What can we change to make our school environment safer for children?
What is new — what these two incidents, separated by more
than a decade and a state line, make impossible to deny — is that incremental,
voluntary, advisory reform is no longer sufficient. The system must be rebuilt
around five legally enforceable principles.
1. A national
School Environmental Safety Standard
— Nigeria needs a binding Federal
regulation, gazetted by the Federal Ministry of Environment and the Federal
Ministry of Education jointly, that establishes minimum environmental safety
standards for the siting, operation, and continuous monitoring of every primary
and secondary school in the country. The standard must specify minimum setback
distances from chemical-emitting commercial operations, landfills, industrial
facilities, fuel depots, and active dump sites; it must specify mandatory ambient
air quality monitoring for any school within five kilometres of such
facilities; and it must specify legal penalties for the operators of facilities
that cause school-targeting contamination events.
2. Mandatory
continuous air quality monitoring at all schools in environmental risk
zones —Every Nigerian school within a
defined urban environmental risk zone — to be mapped through publicly available
satellite-derived and ground-survey land-use data — must be equipped with a
continuous air quality monitor sending real-time readings.
3. A statutory
health surveillance follow-up and review of incidents — When a school air
pollution incident occurs, the response must not end with hospital discharge.

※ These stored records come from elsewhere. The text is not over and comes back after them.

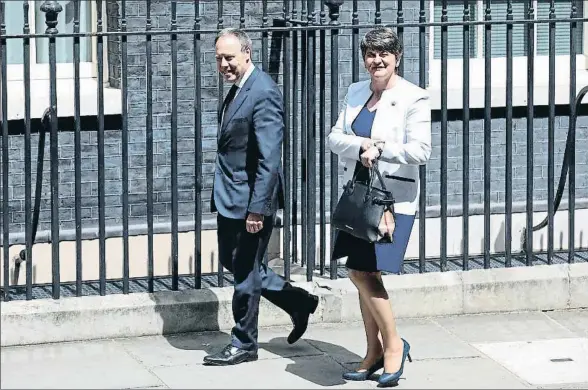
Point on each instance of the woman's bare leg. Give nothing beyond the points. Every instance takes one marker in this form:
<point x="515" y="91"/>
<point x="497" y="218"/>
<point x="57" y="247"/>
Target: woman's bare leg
<point x="376" y="299"/>
<point x="374" y="344"/>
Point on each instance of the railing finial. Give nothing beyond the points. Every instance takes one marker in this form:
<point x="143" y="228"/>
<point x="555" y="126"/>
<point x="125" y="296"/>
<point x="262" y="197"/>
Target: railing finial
<point x="51" y="8"/>
<point x="334" y="6"/>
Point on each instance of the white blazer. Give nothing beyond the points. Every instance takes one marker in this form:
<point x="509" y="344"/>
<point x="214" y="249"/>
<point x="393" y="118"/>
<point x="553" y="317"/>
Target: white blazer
<point x="403" y="121"/>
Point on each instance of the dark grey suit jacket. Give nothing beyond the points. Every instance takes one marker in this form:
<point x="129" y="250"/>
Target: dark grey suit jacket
<point x="248" y="173"/>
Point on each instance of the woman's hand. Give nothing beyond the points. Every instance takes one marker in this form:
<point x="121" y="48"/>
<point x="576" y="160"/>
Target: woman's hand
<point x="369" y="157"/>
<point x="366" y="145"/>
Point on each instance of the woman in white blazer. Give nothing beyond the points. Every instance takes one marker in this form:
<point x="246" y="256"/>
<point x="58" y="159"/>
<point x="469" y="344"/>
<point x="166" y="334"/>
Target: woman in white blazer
<point x="385" y="119"/>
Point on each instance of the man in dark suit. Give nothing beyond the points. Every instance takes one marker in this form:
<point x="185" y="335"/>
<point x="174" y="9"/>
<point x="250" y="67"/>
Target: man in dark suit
<point x="247" y="192"/>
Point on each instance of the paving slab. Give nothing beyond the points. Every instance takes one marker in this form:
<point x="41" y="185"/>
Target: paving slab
<point x="98" y="365"/>
<point x="347" y="344"/>
<point x="191" y="348"/>
<point x="542" y="362"/>
<point x="504" y="327"/>
<point x="514" y="350"/>
<point x="289" y="373"/>
<point x="574" y="320"/>
<point x="461" y="373"/>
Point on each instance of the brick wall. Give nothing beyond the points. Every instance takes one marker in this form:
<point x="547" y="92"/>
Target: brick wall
<point x="160" y="13"/>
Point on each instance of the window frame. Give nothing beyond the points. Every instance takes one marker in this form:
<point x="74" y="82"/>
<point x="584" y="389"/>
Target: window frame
<point x="64" y="71"/>
<point x="477" y="64"/>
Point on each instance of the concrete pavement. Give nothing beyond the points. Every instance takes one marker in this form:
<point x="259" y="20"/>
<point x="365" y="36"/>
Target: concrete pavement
<point x="510" y="350"/>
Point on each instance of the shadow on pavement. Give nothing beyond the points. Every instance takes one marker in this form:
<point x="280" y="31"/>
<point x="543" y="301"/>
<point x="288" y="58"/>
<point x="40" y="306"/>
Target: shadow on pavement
<point x="323" y="368"/>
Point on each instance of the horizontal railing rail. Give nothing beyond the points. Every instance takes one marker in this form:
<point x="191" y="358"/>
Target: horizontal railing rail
<point x="152" y="177"/>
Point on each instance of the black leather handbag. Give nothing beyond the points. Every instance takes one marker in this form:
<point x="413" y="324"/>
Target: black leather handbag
<point x="361" y="207"/>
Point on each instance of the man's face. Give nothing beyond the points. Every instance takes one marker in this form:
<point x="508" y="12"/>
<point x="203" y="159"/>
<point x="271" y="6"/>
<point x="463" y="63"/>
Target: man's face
<point x="231" y="61"/>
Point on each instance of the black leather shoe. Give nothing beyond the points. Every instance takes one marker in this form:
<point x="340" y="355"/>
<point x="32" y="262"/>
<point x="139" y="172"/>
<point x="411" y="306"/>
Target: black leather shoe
<point x="229" y="356"/>
<point x="300" y="320"/>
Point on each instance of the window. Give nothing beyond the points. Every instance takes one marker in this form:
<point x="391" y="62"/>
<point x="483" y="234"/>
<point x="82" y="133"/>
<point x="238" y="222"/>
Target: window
<point x="520" y="9"/>
<point x="14" y="17"/>
<point x="477" y="70"/>
<point x="39" y="50"/>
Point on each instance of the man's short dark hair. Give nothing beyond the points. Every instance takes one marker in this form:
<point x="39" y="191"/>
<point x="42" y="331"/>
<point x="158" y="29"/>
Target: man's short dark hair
<point x="246" y="43"/>
<point x="381" y="39"/>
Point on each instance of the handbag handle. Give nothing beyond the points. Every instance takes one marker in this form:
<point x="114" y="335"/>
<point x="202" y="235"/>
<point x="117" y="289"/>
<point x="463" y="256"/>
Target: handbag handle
<point x="373" y="169"/>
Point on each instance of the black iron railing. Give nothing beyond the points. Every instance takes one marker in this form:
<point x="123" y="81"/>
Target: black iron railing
<point x="303" y="50"/>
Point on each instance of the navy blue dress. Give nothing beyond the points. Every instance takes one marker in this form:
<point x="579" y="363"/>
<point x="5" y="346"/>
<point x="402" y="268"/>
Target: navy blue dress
<point x="362" y="255"/>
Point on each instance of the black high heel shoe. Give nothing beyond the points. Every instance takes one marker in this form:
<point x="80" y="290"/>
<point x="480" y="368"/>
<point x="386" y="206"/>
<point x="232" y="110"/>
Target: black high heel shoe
<point x="389" y="379"/>
<point x="364" y="375"/>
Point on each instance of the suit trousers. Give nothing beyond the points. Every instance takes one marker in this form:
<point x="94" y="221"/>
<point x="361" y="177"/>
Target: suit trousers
<point x="242" y="254"/>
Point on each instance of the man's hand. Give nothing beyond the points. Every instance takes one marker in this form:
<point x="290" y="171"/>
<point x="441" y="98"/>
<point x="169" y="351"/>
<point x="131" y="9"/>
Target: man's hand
<point x="370" y="156"/>
<point x="254" y="223"/>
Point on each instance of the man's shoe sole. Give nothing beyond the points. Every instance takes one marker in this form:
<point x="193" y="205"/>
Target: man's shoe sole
<point x="249" y="358"/>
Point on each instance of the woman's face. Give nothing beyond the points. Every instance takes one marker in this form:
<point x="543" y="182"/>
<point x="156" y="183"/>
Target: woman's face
<point x="380" y="64"/>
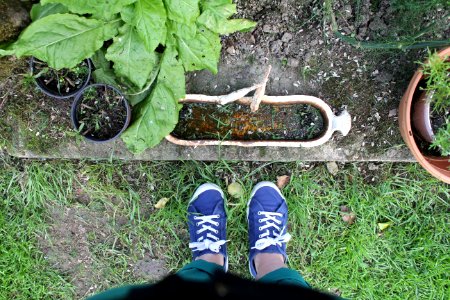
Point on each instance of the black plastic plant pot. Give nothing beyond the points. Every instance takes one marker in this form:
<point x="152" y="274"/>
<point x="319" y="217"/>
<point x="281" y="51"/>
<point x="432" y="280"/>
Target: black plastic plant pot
<point x="62" y="84"/>
<point x="100" y="113"/>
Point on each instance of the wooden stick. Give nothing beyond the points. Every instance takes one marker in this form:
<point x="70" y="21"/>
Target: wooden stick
<point x="259" y="93"/>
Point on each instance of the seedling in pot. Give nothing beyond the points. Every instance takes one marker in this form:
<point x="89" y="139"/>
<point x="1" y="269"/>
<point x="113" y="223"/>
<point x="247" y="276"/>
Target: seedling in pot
<point x="62" y="83"/>
<point x="437" y="74"/>
<point x="100" y="113"/>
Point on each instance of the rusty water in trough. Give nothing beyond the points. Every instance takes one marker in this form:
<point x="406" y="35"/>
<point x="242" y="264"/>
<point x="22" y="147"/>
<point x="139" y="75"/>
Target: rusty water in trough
<point x="200" y="121"/>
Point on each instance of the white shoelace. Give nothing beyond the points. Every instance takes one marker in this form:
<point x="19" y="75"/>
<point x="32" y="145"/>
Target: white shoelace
<point x="270" y="220"/>
<point x="210" y="240"/>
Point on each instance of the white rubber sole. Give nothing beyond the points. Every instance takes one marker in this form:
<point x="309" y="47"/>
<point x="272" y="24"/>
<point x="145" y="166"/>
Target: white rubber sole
<point x="206" y="187"/>
<point x="255" y="189"/>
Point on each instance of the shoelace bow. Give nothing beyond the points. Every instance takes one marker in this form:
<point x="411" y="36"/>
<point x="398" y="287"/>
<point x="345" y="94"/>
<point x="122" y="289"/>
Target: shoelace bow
<point x="270" y="220"/>
<point x="210" y="240"/>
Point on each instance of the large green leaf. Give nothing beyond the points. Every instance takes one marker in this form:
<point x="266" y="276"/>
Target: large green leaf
<point x="183" y="11"/>
<point x="105" y="8"/>
<point x="64" y="40"/>
<point x="39" y="11"/>
<point x="157" y="115"/>
<point x="215" y="17"/>
<point x="131" y="58"/>
<point x="172" y="74"/>
<point x="186" y="31"/>
<point x="230" y="26"/>
<point x="150" y="20"/>
<point x="201" y="52"/>
<point x="6" y="52"/>
<point x="222" y="8"/>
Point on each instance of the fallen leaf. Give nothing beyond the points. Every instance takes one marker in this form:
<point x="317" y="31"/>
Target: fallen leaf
<point x="332" y="167"/>
<point x="235" y="190"/>
<point x="161" y="203"/>
<point x="383" y="226"/>
<point x="282" y="181"/>
<point x="349" y="218"/>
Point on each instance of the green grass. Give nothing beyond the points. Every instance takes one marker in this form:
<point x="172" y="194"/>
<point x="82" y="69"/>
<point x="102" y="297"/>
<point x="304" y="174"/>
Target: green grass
<point x="408" y="260"/>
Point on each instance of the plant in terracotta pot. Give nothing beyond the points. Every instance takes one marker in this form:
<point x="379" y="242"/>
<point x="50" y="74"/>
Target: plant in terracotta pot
<point x="436" y="103"/>
<point x="425" y="115"/>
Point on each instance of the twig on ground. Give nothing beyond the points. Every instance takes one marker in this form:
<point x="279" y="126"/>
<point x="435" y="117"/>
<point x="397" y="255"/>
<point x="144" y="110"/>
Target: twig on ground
<point x="259" y="93"/>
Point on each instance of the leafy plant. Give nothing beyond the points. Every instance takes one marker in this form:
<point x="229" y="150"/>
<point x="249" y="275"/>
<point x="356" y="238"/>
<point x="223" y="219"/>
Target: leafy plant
<point x="436" y="71"/>
<point x="154" y="42"/>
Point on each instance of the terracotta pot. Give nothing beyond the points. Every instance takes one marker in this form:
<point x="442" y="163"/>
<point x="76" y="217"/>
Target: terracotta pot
<point x="421" y="117"/>
<point x="436" y="166"/>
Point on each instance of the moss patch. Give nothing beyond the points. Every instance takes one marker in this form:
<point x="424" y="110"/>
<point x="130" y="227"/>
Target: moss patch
<point x="28" y="118"/>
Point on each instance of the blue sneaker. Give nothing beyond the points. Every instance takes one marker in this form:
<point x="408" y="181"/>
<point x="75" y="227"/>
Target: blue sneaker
<point x="267" y="215"/>
<point x="207" y="222"/>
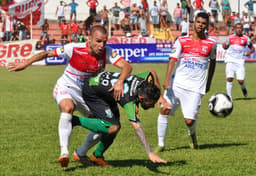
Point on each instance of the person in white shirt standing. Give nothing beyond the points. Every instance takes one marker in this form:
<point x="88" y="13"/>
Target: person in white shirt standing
<point x="195" y="59"/>
<point x="235" y="58"/>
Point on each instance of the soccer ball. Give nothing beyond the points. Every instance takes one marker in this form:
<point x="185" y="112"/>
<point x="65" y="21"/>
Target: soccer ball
<point x="220" y="105"/>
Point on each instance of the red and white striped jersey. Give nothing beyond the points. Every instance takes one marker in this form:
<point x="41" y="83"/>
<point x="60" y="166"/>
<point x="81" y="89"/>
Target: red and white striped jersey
<point x="192" y="62"/>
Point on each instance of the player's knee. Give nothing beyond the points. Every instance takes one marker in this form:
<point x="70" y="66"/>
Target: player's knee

Affected children must undergo a medical surveillance programme — three-month,
six-month, and one-year follow-ups, at a minimum — and the aggregate findings
must be published in an annual public health report. Without longitudinal data,
Nigeria cannot know whether these incidents, like Ogba 2013, Ogba 2014, Ijebu-Ode
April 2026, and Ijebu-Ode May 2026, are producing chronic respiratory,
neurological, or developmental consequences in the children who survived them.
Without that knowledge, the political case for stronger regulation will always
be vulnerable to the argument that the children "recovered."
4. A public, real-time, school-by-school environmental risk register — every Nigerian state — must conduct and publish, online and continuously updated, a school-by-school register of all known and suspected environmental hazards within defined proximity radii. Parents must be able to look up their child's school and see what is in the neighbourhood. Schools known to be at risk must be flagged. Schools where incidents have occurred must remain flagged. Transparency, in this domain, is itself a form of regulation.
Conclusion
As Nigeria grapples with rapid urbanization and climate
pressures that can worsen pollution, ignoring these warnings risks the next
disaster—not "if," but "when" and "where." The
children in Ogba classrooms in 2014 and Ijebu-Ode in 2026 are a major warning
for the country to take a bold step.
Future generations cannot afford the same inaction. Parents, educators,
and policymakers must come together before another school bell rings amid invisible
threats. The air our children breathe should not be a gamble. It's time to move
beyond waiting for the next incident. From Ogba in 2013 to Ijebu-Ode in 2026,
enough is enough. For professional bodies, the Institute of Public Analysts,
the Nigeria Environmental Society, etc. It is now a national call to serve. God
bless the Federal Republic of Nigeria.